Batched CUBLAS Questions

Hello all,

Currently I have a collection of vectors and matrices that I execute within a loop using CUBLAS SGEMV. I would like to use batched CUBLAS calls for this.

Can batched CUBLAS calls be employed for SGEMV? If not, does anyone have any suggestions to convert the code to be able to employee the batched CUBLAS - perhaps translate the SGEMV to SGEMM?

A sample of the code I am using is copied below. Thank you to anyone with some idea(s).

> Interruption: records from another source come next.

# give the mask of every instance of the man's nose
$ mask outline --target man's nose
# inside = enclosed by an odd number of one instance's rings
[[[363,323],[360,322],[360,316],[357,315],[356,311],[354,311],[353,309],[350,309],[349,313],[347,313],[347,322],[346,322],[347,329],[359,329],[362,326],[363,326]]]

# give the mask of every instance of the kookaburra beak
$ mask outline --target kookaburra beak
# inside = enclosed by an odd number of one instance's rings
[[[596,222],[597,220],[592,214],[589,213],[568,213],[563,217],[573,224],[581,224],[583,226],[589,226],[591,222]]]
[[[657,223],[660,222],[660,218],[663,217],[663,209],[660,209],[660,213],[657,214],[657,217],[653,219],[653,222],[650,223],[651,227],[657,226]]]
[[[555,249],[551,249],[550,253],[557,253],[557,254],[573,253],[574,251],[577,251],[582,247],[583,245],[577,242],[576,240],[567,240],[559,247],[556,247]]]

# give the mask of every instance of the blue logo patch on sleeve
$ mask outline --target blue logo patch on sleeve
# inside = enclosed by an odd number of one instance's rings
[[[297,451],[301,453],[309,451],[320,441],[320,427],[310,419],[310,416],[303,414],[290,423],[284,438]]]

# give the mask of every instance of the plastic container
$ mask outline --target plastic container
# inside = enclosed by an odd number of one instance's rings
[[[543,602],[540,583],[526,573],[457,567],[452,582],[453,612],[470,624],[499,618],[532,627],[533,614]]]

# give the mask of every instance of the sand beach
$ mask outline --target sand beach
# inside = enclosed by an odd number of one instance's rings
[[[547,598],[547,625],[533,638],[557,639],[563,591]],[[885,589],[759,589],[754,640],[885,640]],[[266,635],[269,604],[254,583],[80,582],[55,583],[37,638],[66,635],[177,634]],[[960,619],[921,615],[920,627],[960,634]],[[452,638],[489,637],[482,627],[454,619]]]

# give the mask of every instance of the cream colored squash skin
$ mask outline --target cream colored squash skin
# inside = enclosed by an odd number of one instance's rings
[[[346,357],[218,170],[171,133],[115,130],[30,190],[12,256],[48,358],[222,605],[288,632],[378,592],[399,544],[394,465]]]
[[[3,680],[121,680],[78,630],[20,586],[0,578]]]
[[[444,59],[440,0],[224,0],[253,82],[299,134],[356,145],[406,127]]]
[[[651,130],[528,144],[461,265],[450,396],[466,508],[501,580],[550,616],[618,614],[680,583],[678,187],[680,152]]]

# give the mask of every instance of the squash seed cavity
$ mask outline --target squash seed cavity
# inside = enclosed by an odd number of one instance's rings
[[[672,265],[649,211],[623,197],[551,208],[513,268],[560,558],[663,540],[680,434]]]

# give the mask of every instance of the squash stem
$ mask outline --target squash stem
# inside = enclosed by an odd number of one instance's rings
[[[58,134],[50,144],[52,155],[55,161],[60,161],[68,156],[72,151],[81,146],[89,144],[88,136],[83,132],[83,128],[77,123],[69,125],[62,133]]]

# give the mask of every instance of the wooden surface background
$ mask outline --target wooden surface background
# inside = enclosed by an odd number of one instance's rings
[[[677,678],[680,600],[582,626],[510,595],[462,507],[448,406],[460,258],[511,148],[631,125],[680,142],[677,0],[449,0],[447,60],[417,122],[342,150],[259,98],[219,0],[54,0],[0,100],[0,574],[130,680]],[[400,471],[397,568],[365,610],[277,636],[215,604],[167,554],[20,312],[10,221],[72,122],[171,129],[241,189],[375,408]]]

void batchingCalls(int P, int K, 
                             std::vector<std::vector<float> > &A,
                             std::vector<std::vector<float> > &b, 
                             std::vector<std::vector<float> > &c
                             std::vector<float> &alpha)  {

    float *d_A, *d_b, *d_c;
    cublasHandle_t handle;
    int size = P*K;
    int cnt = A.size();
    cublasCreate(&handle);

    for(int i = 0; i < cnt; ++i) {
        cudaMalloc((void**)&d_A,  size*sizeof(float));
        cudaMalloc((void**)&d_b, size*sizeof(float));
        cudaMalloc((void**)&d_c,  K*sizeof(float));

        cudaMemcpy(d_A,  A[i].data(), size*sizeof(float), cudaMemcpyHostToDevice);
        cudaMemcpy(d_b, b[i].data(), size*sizeof(float), cudaMemcpyHostToDevice);
        cudaMemcpy(d_c, cl[i].data(), K*sizeof(float), cudaMemcpyHostToDevice);

        float beta = 1.0f;

        /* call cublas SGEMV - can this be translated to SGEMM to employ batched CUBLAS ?? */
        cublasSgemv(handle, CUBLAS_OP_T, P, K, &alpha[i], d_A, P, d_b, 1, &beta, d_c, 1);
    
        cudaMemcpy(c[i].data(), d_c, K*sizeof(float), cudaMemcpyDeviceToHost);
    
        cudaFree(d_A);
        cudaFree(d_b);
        cudaFree(d_c);
    }

    cublasDestroy(handle);

}

If the end result you are after is to get concurrency of the Sgemv() calls, I showed a good example with nice overlap in this recent thread;

https://devtalk.nvidia.com/default/topic/838794/gpu-accelerated-libraries/using-cublas-in-different-cuda-streams/

In that case I used streams and the distinct Sgemv() calls were not serialized mostly overlapped in execution.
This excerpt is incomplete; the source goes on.